#### Import CSV containing publication-dataset linkages

Set `linkages_path` to the location of the csv containg dataset-publication linkages and read in csv

In [43]:
import pandas as pd
import os

In [44]:
# linkages_path =  '/Users/sophierand/RichContextMetadata/metadata/20190717_usda_snap/SNAP_DATA_DIMENSIONS_SEARCH_DEMO.csv'
linkages_path =  os.path.join(os.getcwd(),'IRI Sample_sbr.csv')
linkages_csv = pd.read_csv(linkages_path)

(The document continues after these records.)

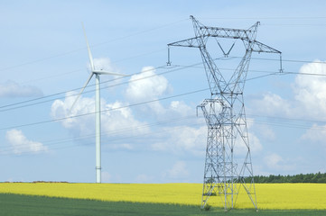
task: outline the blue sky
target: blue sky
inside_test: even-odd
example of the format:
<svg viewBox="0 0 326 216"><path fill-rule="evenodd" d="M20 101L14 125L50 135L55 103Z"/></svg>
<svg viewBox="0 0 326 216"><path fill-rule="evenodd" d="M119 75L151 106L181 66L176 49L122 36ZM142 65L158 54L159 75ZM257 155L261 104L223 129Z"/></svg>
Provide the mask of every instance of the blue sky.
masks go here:
<svg viewBox="0 0 326 216"><path fill-rule="evenodd" d="M207 130L196 106L210 92L200 52L172 48L166 67L166 44L194 35L190 15L227 28L259 21L256 40L283 52L283 75L270 75L276 55L254 54L249 67L254 173L326 172L325 9L313 0L2 1L0 181L95 181L94 116L57 121L89 76L82 22L96 66L129 75L101 76L103 182L201 183ZM94 82L74 114L94 112Z"/></svg>

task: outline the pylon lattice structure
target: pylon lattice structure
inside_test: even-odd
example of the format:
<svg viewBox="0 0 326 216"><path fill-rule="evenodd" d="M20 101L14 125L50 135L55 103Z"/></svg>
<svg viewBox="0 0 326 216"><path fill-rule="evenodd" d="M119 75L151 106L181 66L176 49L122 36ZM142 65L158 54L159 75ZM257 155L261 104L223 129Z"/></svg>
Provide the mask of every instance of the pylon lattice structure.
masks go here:
<svg viewBox="0 0 326 216"><path fill-rule="evenodd" d="M207 79L210 89L210 98L205 99L198 108L202 110L208 126L206 159L201 208L208 203L209 198L220 196L224 209L233 209L239 189L244 187L254 207L257 209L253 166L251 161L248 132L244 104L244 87L253 52L281 52L256 40L257 22L247 30L208 27L191 16L195 37L169 43L170 47L198 48L201 54ZM225 57L226 53L217 40L240 40L245 46L245 55L233 74L225 78L207 49L210 38L214 38ZM240 158L235 158L235 147L242 148ZM238 164L238 160L243 163ZM212 199L212 198L211 198Z"/></svg>

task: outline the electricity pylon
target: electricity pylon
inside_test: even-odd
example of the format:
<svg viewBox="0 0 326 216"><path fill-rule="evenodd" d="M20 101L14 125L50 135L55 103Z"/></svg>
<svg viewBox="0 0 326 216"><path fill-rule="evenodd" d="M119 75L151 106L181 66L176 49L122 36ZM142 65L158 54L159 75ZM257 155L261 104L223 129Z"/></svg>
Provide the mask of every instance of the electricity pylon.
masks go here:
<svg viewBox="0 0 326 216"><path fill-rule="evenodd" d="M191 19L195 37L168 44L168 65L171 65L171 46L198 48L211 93L210 98L198 106L202 110L208 126L201 208L205 207L210 196L220 196L225 211L233 209L242 185L257 209L243 92L252 53L279 54L282 71L281 51L256 40L258 22L243 30L208 27L193 16ZM218 38L221 40L240 40L245 46L244 57L228 79L207 50L210 38L216 40L225 57L229 55L235 42L226 53ZM236 155L236 147L245 150ZM238 164L238 160L243 163Z"/></svg>

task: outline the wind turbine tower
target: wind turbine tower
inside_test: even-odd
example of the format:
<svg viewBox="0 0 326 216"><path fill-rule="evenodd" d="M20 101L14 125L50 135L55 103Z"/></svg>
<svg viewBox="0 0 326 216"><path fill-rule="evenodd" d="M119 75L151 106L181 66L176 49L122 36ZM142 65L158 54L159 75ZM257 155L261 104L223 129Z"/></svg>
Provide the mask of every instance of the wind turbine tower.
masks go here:
<svg viewBox="0 0 326 216"><path fill-rule="evenodd" d="M96 160L96 183L101 183L101 104L100 104L100 81L99 81L99 76L100 75L113 75L113 76L126 76L126 75L123 74L117 74L117 73L112 73L109 71L104 71L103 69L97 69L94 61L93 57L90 52L90 48L88 44L88 38L86 36L86 32L84 25L82 25L85 40L86 40L86 45L88 52L88 58L89 58L89 65L90 65L90 76L88 79L86 81L84 86L81 88L79 94L78 94L76 100L72 104L72 106L70 108L70 112L72 108L75 106L77 101L79 99L81 94L83 93L86 86L88 85L90 79L95 75L95 160Z"/></svg>
<svg viewBox="0 0 326 216"><path fill-rule="evenodd" d="M168 65L171 65L170 47L199 49L210 89L210 98L205 99L198 106L202 110L208 127L201 208L205 207L210 197L213 199L217 196L221 198L225 211L233 209L239 189L243 186L257 209L244 87L253 52L279 54L282 71L281 51L256 40L259 22L245 30L209 27L193 16L191 19L195 37L168 44ZM230 40L233 41L228 52L221 46L223 42L228 43L225 40L228 40L229 44L232 44ZM245 50L245 55L240 58L233 74L228 71L222 73L223 68L216 64L217 58L212 58L209 47L215 45L213 50L220 50L223 58L227 58L235 50L237 40L243 43L244 49L241 46L239 50Z"/></svg>

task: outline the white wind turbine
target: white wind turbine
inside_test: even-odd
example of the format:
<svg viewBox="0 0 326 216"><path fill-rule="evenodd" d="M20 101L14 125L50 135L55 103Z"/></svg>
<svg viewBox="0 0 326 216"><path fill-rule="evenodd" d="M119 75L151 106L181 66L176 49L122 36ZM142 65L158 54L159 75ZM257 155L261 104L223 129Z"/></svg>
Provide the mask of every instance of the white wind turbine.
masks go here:
<svg viewBox="0 0 326 216"><path fill-rule="evenodd" d="M90 64L90 76L87 82L85 83L84 86L80 90L79 95L77 96L75 102L72 104L72 106L70 108L70 112L74 105L76 104L77 101L79 99L80 94L83 93L85 87L89 83L90 79L93 77L93 75L95 75L95 148L96 148L96 183L101 183L101 111L100 111L100 87L99 87L99 75L115 75L115 76L126 76L126 75L117 74L117 73L112 73L108 71L104 71L102 69L97 70L94 67L93 63L93 57L90 52L89 44L88 41L88 38L86 36L86 32L84 25L82 24L85 40L86 40L86 45L88 51L88 58L89 58L89 64Z"/></svg>

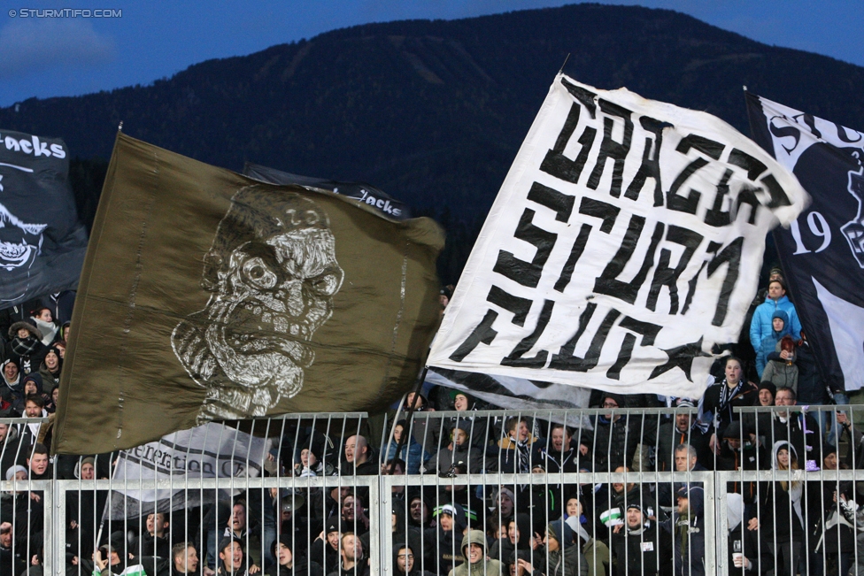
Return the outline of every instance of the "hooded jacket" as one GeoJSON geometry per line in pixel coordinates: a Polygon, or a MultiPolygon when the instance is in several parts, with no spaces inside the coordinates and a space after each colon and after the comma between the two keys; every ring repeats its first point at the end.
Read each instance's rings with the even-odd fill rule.
{"type": "Polygon", "coordinates": [[[756,311],[753,312],[753,318],[750,321],[750,344],[753,347],[753,350],[757,354],[762,343],[762,338],[769,335],[774,331],[774,326],[771,326],[771,319],[777,310],[782,310],[786,312],[789,318],[787,326],[789,326],[790,333],[792,334],[792,338],[795,340],[801,339],[801,321],[798,319],[795,304],[789,300],[788,296],[783,296],[776,302],[768,298],[756,307],[756,311]]]}
{"type": "MultiPolygon", "coordinates": [[[[777,342],[785,336],[786,334],[791,334],[791,330],[789,326],[789,314],[783,311],[782,309],[777,309],[771,314],[771,330],[768,334],[762,336],[762,340],[760,341],[757,346],[753,342],[753,347],[756,348],[756,372],[759,372],[760,380],[765,380],[761,378],[762,372],[765,372],[765,366],[768,365],[768,355],[774,352],[777,348],[777,342]],[[778,332],[774,329],[774,319],[779,318],[783,322],[783,327],[778,332]]],[[[800,330],[798,330],[800,332],[800,330]]]]}
{"type": "Polygon", "coordinates": [[[688,511],[660,524],[672,535],[672,559],[675,573],[705,576],[705,490],[701,488],[683,487],[678,495],[686,495],[688,511]]]}
{"type": "MultiPolygon", "coordinates": [[[[504,573],[504,564],[498,560],[486,559],[486,535],[480,530],[469,530],[462,538],[462,557],[464,562],[450,571],[450,576],[498,576],[504,573]],[[477,544],[483,549],[479,561],[471,564],[468,546],[477,544]]],[[[441,573],[439,572],[439,573],[441,573]]]]}

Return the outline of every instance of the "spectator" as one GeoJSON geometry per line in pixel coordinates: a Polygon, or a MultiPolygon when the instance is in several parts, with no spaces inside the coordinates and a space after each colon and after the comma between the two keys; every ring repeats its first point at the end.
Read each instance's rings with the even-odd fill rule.
{"type": "MultiPolygon", "coordinates": [[[[822,450],[822,469],[837,471],[837,449],[828,445],[822,450]]],[[[831,566],[838,574],[847,574],[855,553],[854,518],[846,518],[841,501],[853,495],[852,482],[846,480],[810,481],[806,483],[806,529],[808,561],[812,576],[823,573],[831,566]]]]}
{"type": "Polygon", "coordinates": [[[372,449],[365,436],[355,434],[345,441],[345,461],[340,473],[343,476],[374,476],[378,465],[371,459],[372,449]]]}
{"type": "Polygon", "coordinates": [[[419,474],[420,466],[425,465],[431,457],[431,455],[424,450],[420,442],[412,435],[411,426],[405,419],[399,420],[393,426],[393,439],[387,444],[384,454],[386,457],[382,458],[382,462],[390,462],[398,457],[407,463],[407,472],[409,474],[419,474]],[[398,448],[403,434],[407,436],[407,440],[402,446],[399,454],[397,455],[396,450],[398,448]]]}
{"type": "Polygon", "coordinates": [[[180,542],[171,549],[171,576],[197,576],[198,551],[192,542],[180,542]]]}
{"type": "MultiPolygon", "coordinates": [[[[543,542],[544,548],[534,555],[533,576],[587,576],[588,561],[574,543],[573,531],[564,520],[546,526],[543,542]]],[[[530,564],[526,564],[521,565],[527,570],[530,564]]]]}
{"type": "Polygon", "coordinates": [[[308,562],[299,553],[295,556],[294,546],[298,544],[290,534],[282,534],[273,542],[273,556],[276,563],[267,568],[267,576],[321,576],[324,572],[321,567],[308,562]]]}
{"type": "Polygon", "coordinates": [[[777,387],[774,385],[774,382],[760,382],[759,406],[773,406],[775,396],[777,396],[777,387]]]}
{"type": "Polygon", "coordinates": [[[777,349],[777,344],[783,337],[788,336],[789,334],[789,316],[782,310],[775,311],[771,318],[771,332],[762,336],[762,342],[756,349],[756,372],[759,373],[760,380],[769,380],[762,377],[768,356],[777,349]]]}
{"type": "Polygon", "coordinates": [[[672,567],[672,541],[659,530],[637,503],[626,511],[626,527],[612,534],[612,550],[621,574],[667,574],[672,567]]]}
{"type": "Polygon", "coordinates": [[[708,387],[699,405],[699,419],[711,424],[709,446],[714,453],[720,449],[718,439],[721,436],[718,436],[718,433],[721,434],[730,422],[738,419],[733,409],[737,406],[752,406],[759,395],[754,385],[742,379],[741,360],[727,357],[724,365],[726,379],[708,387]]]}
{"type": "Polygon", "coordinates": [[[21,372],[12,358],[6,358],[0,366],[3,368],[3,383],[5,384],[0,386],[0,398],[12,403],[24,396],[21,372]]]}
{"type": "Polygon", "coordinates": [[[465,560],[457,543],[467,526],[465,512],[459,504],[444,504],[436,509],[434,516],[438,520],[438,526],[428,528],[423,539],[432,554],[430,570],[437,574],[446,574],[465,560]]]}
{"type": "Polygon", "coordinates": [[[148,514],[144,523],[147,535],[135,536],[132,542],[131,554],[135,557],[157,556],[167,558],[171,553],[171,543],[165,532],[168,525],[163,512],[148,514]]]}
{"type": "Polygon", "coordinates": [[[336,570],[329,572],[333,576],[366,576],[369,566],[364,561],[363,545],[360,539],[351,532],[342,534],[339,555],[342,562],[336,570]]]}
{"type": "Polygon", "coordinates": [[[701,487],[682,486],[678,507],[661,527],[672,535],[672,560],[675,574],[705,576],[705,491],[701,487]]]}
{"type": "MultiPolygon", "coordinates": [[[[505,474],[531,472],[531,462],[537,459],[536,437],[528,430],[528,419],[513,417],[505,423],[506,436],[491,449],[498,461],[498,472],[505,474]]],[[[490,455],[491,456],[491,455],[490,455]]],[[[493,460],[494,461],[494,460],[493,460]]]]}
{"type": "MultiPolygon", "coordinates": [[[[602,408],[614,410],[623,408],[625,402],[621,395],[606,393],[600,398],[600,404],[602,408]]],[[[612,472],[621,466],[629,466],[640,442],[641,428],[639,418],[630,414],[622,416],[613,411],[598,416],[590,449],[594,472],[612,472]]]]}
{"type": "Polygon", "coordinates": [[[5,357],[11,358],[25,376],[39,370],[48,347],[39,342],[41,334],[29,322],[15,322],[9,328],[5,357]]]}
{"type": "MultiPolygon", "coordinates": [[[[775,403],[777,406],[796,405],[798,401],[795,391],[791,388],[777,388],[775,403]]],[[[763,434],[770,434],[766,438],[767,445],[775,446],[778,442],[788,442],[795,449],[796,458],[800,457],[802,468],[819,469],[822,441],[815,419],[804,411],[777,411],[764,416],[760,421],[757,420],[757,424],[763,434]],[[769,426],[765,424],[766,418],[771,419],[769,426]]],[[[760,432],[757,430],[756,434],[759,434],[760,432]]]]}
{"type": "MultiPolygon", "coordinates": [[[[693,401],[689,398],[678,398],[676,402],[676,407],[679,409],[695,406],[693,401]]],[[[681,444],[693,447],[699,463],[703,465],[711,465],[712,454],[709,447],[711,438],[706,431],[707,427],[702,426],[695,413],[675,411],[674,420],[664,422],[657,431],[657,471],[671,472],[674,469],[675,450],[681,444]]],[[[650,436],[652,431],[645,432],[645,435],[650,436]]]]}
{"type": "Polygon", "coordinates": [[[429,503],[427,502],[424,495],[422,488],[419,488],[413,487],[408,491],[408,512],[410,515],[408,523],[420,530],[433,526],[433,507],[429,506],[429,503]]]}
{"type": "MultiPolygon", "coordinates": [[[[438,450],[435,468],[439,474],[451,473],[454,465],[464,462],[468,472],[476,474],[482,470],[483,454],[468,442],[468,430],[471,428],[469,420],[457,420],[450,432],[450,443],[438,450]]],[[[429,460],[431,463],[431,459],[429,460]]]]}
{"type": "Polygon", "coordinates": [[[49,389],[60,384],[60,370],[63,368],[63,358],[60,350],[51,346],[45,353],[45,357],[39,366],[39,375],[42,376],[42,386],[49,389]]]}
{"type": "Polygon", "coordinates": [[[416,570],[414,569],[414,566],[420,566],[417,564],[419,554],[414,551],[411,544],[397,542],[393,546],[393,552],[394,572],[397,574],[405,574],[405,576],[433,576],[432,572],[420,570],[419,567],[416,570]]]}
{"type": "Polygon", "coordinates": [[[30,319],[39,331],[39,341],[45,346],[50,346],[58,338],[58,326],[54,323],[54,317],[50,308],[37,308],[33,311],[30,319]]]}
{"type": "MultiPolygon", "coordinates": [[[[498,560],[486,559],[486,535],[482,530],[469,530],[462,538],[463,563],[450,571],[449,576],[501,574],[504,566],[498,560]]],[[[441,574],[441,571],[438,571],[441,574]]]]}
{"type": "Polygon", "coordinates": [[[799,470],[795,447],[788,442],[776,442],[771,464],[777,480],[760,486],[760,537],[779,561],[775,573],[793,576],[798,572],[806,525],[802,509],[804,487],[800,481],[788,480],[789,471],[799,470]]]}
{"type": "Polygon", "coordinates": [[[798,319],[795,304],[786,297],[786,286],[782,280],[773,280],[768,282],[768,297],[764,303],[756,307],[752,320],[750,322],[750,343],[753,350],[759,354],[762,339],[771,334],[773,330],[771,320],[774,313],[778,310],[786,312],[788,326],[792,338],[801,338],[801,322],[798,319]]]}
{"type": "Polygon", "coordinates": [[[243,563],[243,543],[231,536],[220,541],[219,559],[221,560],[216,572],[219,576],[251,576],[261,572],[255,564],[247,568],[243,563]]]}
{"type": "Polygon", "coordinates": [[[550,431],[550,443],[548,446],[540,444],[534,452],[536,463],[543,465],[551,474],[559,472],[579,472],[579,458],[588,454],[585,445],[575,446],[572,443],[573,433],[563,424],[552,424],[550,431]]]}

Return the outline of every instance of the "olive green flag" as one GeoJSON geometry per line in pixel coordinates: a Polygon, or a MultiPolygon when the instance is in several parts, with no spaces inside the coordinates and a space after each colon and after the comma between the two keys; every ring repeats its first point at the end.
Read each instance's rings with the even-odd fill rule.
{"type": "Polygon", "coordinates": [[[437,327],[431,219],[251,180],[120,134],[81,272],[54,450],[209,420],[383,409],[437,327]]]}

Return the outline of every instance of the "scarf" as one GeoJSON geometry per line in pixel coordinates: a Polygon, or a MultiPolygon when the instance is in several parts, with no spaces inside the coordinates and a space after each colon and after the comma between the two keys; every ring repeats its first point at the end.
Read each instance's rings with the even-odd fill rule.
{"type": "Polygon", "coordinates": [[[34,336],[27,336],[21,340],[18,336],[12,338],[12,351],[18,356],[29,356],[33,350],[36,349],[40,342],[34,336]]]}
{"type": "Polygon", "coordinates": [[[40,320],[38,318],[32,318],[30,319],[36,323],[36,328],[39,330],[39,334],[42,334],[42,343],[45,346],[50,346],[54,342],[54,336],[57,335],[57,325],[53,322],[40,320]]]}

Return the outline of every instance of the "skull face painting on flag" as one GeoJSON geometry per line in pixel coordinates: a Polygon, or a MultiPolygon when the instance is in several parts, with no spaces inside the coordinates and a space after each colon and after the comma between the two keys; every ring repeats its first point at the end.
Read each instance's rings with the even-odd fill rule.
{"type": "Polygon", "coordinates": [[[719,119],[559,74],[428,365],[698,397],[806,198],[719,119]]]}

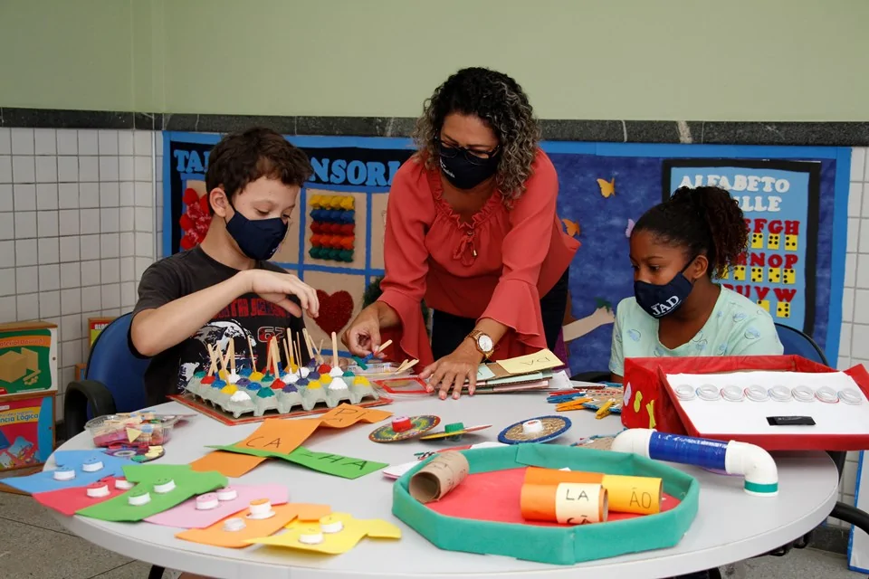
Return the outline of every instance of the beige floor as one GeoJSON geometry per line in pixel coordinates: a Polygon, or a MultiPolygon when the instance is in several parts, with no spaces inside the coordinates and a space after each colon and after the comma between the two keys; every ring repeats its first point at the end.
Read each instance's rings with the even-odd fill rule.
{"type": "MultiPolygon", "coordinates": [[[[0,578],[145,579],[148,569],[143,563],[71,535],[30,498],[0,492],[0,578]]],[[[814,549],[792,551],[785,557],[752,559],[730,572],[725,570],[729,579],[864,576],[848,571],[844,556],[814,549]]],[[[165,579],[176,575],[167,573],[165,579]]]]}

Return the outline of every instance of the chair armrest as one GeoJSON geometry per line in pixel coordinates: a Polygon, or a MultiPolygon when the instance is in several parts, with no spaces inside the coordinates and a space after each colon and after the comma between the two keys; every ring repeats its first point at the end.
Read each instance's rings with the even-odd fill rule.
{"type": "Polygon", "coordinates": [[[115,399],[106,384],[96,380],[74,380],[68,384],[63,396],[66,440],[84,430],[89,408],[91,416],[115,413],[115,399]]]}
{"type": "Polygon", "coordinates": [[[854,525],[864,533],[869,533],[869,514],[860,510],[856,507],[852,507],[843,503],[841,500],[836,503],[830,517],[854,525]]]}

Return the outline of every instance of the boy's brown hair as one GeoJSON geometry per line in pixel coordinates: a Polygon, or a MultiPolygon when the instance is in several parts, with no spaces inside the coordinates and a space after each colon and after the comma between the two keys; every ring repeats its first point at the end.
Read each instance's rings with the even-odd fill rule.
{"type": "MultiPolygon", "coordinates": [[[[208,156],[205,187],[222,187],[230,203],[249,183],[260,177],[281,179],[301,186],[313,174],[308,157],[280,133],[254,127],[224,137],[208,156]]],[[[214,207],[208,204],[212,214],[214,207]]]]}

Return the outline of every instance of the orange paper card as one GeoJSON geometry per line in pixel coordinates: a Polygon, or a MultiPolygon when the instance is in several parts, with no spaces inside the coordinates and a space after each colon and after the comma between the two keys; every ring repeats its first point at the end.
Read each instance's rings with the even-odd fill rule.
{"type": "Polygon", "coordinates": [[[198,472],[216,470],[224,477],[238,479],[258,467],[263,460],[263,457],[215,451],[191,462],[190,468],[198,472]]]}
{"type": "MultiPolygon", "coordinates": [[[[272,507],[274,515],[269,518],[251,518],[250,508],[215,523],[206,528],[192,528],[176,535],[179,539],[192,541],[201,545],[213,545],[229,548],[247,546],[252,539],[269,536],[277,533],[290,524],[293,519],[302,521],[316,521],[329,515],[331,508],[328,505],[308,505],[301,503],[287,503],[272,507]],[[226,530],[230,519],[240,519],[244,527],[239,530],[226,530]]],[[[230,526],[232,523],[229,524],[230,526]]]]}

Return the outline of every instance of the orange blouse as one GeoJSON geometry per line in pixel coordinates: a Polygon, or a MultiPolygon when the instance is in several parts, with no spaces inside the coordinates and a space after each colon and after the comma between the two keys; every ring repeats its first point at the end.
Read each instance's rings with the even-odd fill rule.
{"type": "Polygon", "coordinates": [[[396,173],[379,299],[401,318],[396,350],[419,359],[418,367],[434,362],[420,308],[424,299],[431,308],[490,318],[511,328],[493,359],[546,347],[540,297],[567,270],[579,242],[561,228],[556,214],[559,178],[542,150],[525,187],[511,210],[495,192],[465,223],[444,199],[436,169],[426,170],[414,157],[396,173]]]}

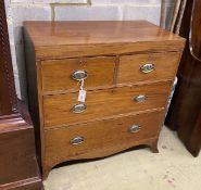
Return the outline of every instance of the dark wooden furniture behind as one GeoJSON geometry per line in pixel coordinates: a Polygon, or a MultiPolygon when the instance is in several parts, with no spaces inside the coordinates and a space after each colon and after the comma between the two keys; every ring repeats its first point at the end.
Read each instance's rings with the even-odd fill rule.
{"type": "Polygon", "coordinates": [[[45,178],[64,161],[106,156],[138,144],[158,152],[185,39],[135,21],[25,22],[25,40],[45,178]],[[77,100],[81,78],[85,103],[77,100]]]}
{"type": "Polygon", "coordinates": [[[201,1],[187,1],[180,35],[187,38],[166,125],[197,156],[201,149],[201,1]],[[191,34],[191,36],[190,36],[191,34]]]}
{"type": "Polygon", "coordinates": [[[0,189],[40,190],[34,128],[17,105],[3,1],[0,2],[0,189]]]}

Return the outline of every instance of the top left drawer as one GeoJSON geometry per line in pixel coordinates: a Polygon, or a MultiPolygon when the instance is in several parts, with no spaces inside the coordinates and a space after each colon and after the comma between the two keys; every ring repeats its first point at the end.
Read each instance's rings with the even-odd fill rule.
{"type": "Polygon", "coordinates": [[[46,60],[41,62],[42,91],[79,90],[111,86],[114,83],[115,56],[46,60]]]}

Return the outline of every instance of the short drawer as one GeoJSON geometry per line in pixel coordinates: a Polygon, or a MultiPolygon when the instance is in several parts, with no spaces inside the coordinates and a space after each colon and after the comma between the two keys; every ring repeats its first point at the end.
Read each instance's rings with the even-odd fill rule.
{"type": "Polygon", "coordinates": [[[88,91],[85,106],[77,107],[77,93],[43,98],[45,127],[83,123],[118,114],[163,107],[171,81],[88,91]]]}
{"type": "Polygon", "coordinates": [[[159,136],[163,116],[163,111],[151,112],[45,130],[46,160],[105,156],[143,143],[159,136]]]}
{"type": "Polygon", "coordinates": [[[86,78],[85,88],[111,86],[114,80],[114,56],[42,61],[42,90],[78,90],[80,86],[78,80],[81,78],[86,78]]]}
{"type": "Polygon", "coordinates": [[[120,58],[117,83],[173,79],[179,59],[179,52],[123,55],[120,58]]]}

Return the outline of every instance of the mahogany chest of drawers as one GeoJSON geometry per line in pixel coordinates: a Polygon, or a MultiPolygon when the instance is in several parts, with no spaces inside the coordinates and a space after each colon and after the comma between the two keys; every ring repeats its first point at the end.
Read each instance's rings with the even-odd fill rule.
{"type": "Polygon", "coordinates": [[[147,21],[25,22],[25,42],[43,178],[64,161],[158,152],[185,39],[147,21]]]}

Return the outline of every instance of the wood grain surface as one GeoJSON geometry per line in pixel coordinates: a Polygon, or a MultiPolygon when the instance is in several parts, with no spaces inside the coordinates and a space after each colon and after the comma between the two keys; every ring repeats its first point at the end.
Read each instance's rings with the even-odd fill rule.
{"type": "Polygon", "coordinates": [[[80,83],[72,78],[74,71],[85,69],[88,74],[85,88],[114,85],[115,56],[96,56],[41,62],[43,91],[79,90],[80,83]]]}
{"type": "Polygon", "coordinates": [[[36,56],[183,51],[185,39],[147,21],[25,22],[36,56]]]}
{"type": "Polygon", "coordinates": [[[163,117],[164,111],[156,111],[46,130],[46,165],[52,167],[66,157],[70,161],[106,156],[112,150],[121,151],[125,145],[130,148],[154,139],[161,130],[163,117]],[[139,125],[140,130],[129,132],[133,125],[139,125]],[[84,137],[84,142],[72,145],[70,141],[78,136],[84,137]]]}
{"type": "Polygon", "coordinates": [[[106,156],[137,144],[158,152],[163,110],[184,38],[147,21],[25,22],[25,41],[35,118],[39,110],[36,124],[40,123],[43,178],[68,160],[106,156]],[[155,69],[139,73],[141,64],[150,61],[155,69]],[[71,79],[74,69],[89,74],[87,109],[80,114],[71,112],[79,103],[80,84],[71,79]],[[137,103],[140,94],[146,101],[137,103]],[[128,134],[136,122],[143,127],[128,134]],[[70,140],[78,135],[87,141],[72,147],[70,140]]]}
{"type": "Polygon", "coordinates": [[[139,112],[164,107],[172,83],[159,83],[145,86],[122,87],[109,90],[88,91],[84,113],[72,113],[78,103],[78,93],[48,96],[43,98],[45,128],[72,123],[87,122],[93,118],[115,116],[130,112],[139,112]],[[137,103],[139,94],[147,97],[145,102],[137,103]]]}
{"type": "Polygon", "coordinates": [[[149,83],[173,79],[177,72],[179,59],[179,52],[123,55],[120,58],[117,83],[149,83]],[[140,67],[147,63],[154,64],[155,68],[151,73],[145,74],[140,72],[140,67]]]}

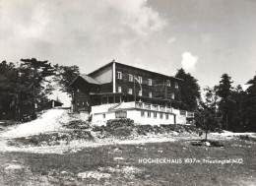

Format/clean linkage data - apply `scrub_unicode` to `title` field.

In [45]:
import unicodedata

In [46]:
def scrub_unicode (text):
    """
    try to handle the unicode edge cases encountered in source text,
    as best as possible
    """
    x = " ".join(map(lambda s: s.strip(), text.split("\n"))).strip()

    x = x.replace('“', '"').replace('”', '"')
    x = x.replace("‘", "'").replace("’", "'").replace("`", "'")
    x = x.replace("`` ", '"').replace("''", '"')
    x = x.replace('…', '...').replace("\\u2026", "...")
    x = x.replace("\\u00ae", "").replace("\\u2122", "")
    x = x.replace("\\u00a0", " ").replace("\\u2022", "*").replace("\\u00b7", "*")
    x = x.replace("\\u2018", "'").replace("\\u2019", "'").replace("\\u201a", "'")
    x = x.replace("\\u201c", '"').replace("\\u201d", '"')

    x = x.replace("\\u20ac", "€")
    x = x.replace("\\u2212", " - ") # minus sign

    x = x.replace("\\u00e9", "é")
    x = x.replace("\\u017c", "ż").replace("\\u015b", "ś").replace("\\u0142", "ł")    
    x = x.replace("\\u0105", "ą").replace("\\u0119", "ę").replace("\\u017a", "ź").replace("\\u00f3", "ó")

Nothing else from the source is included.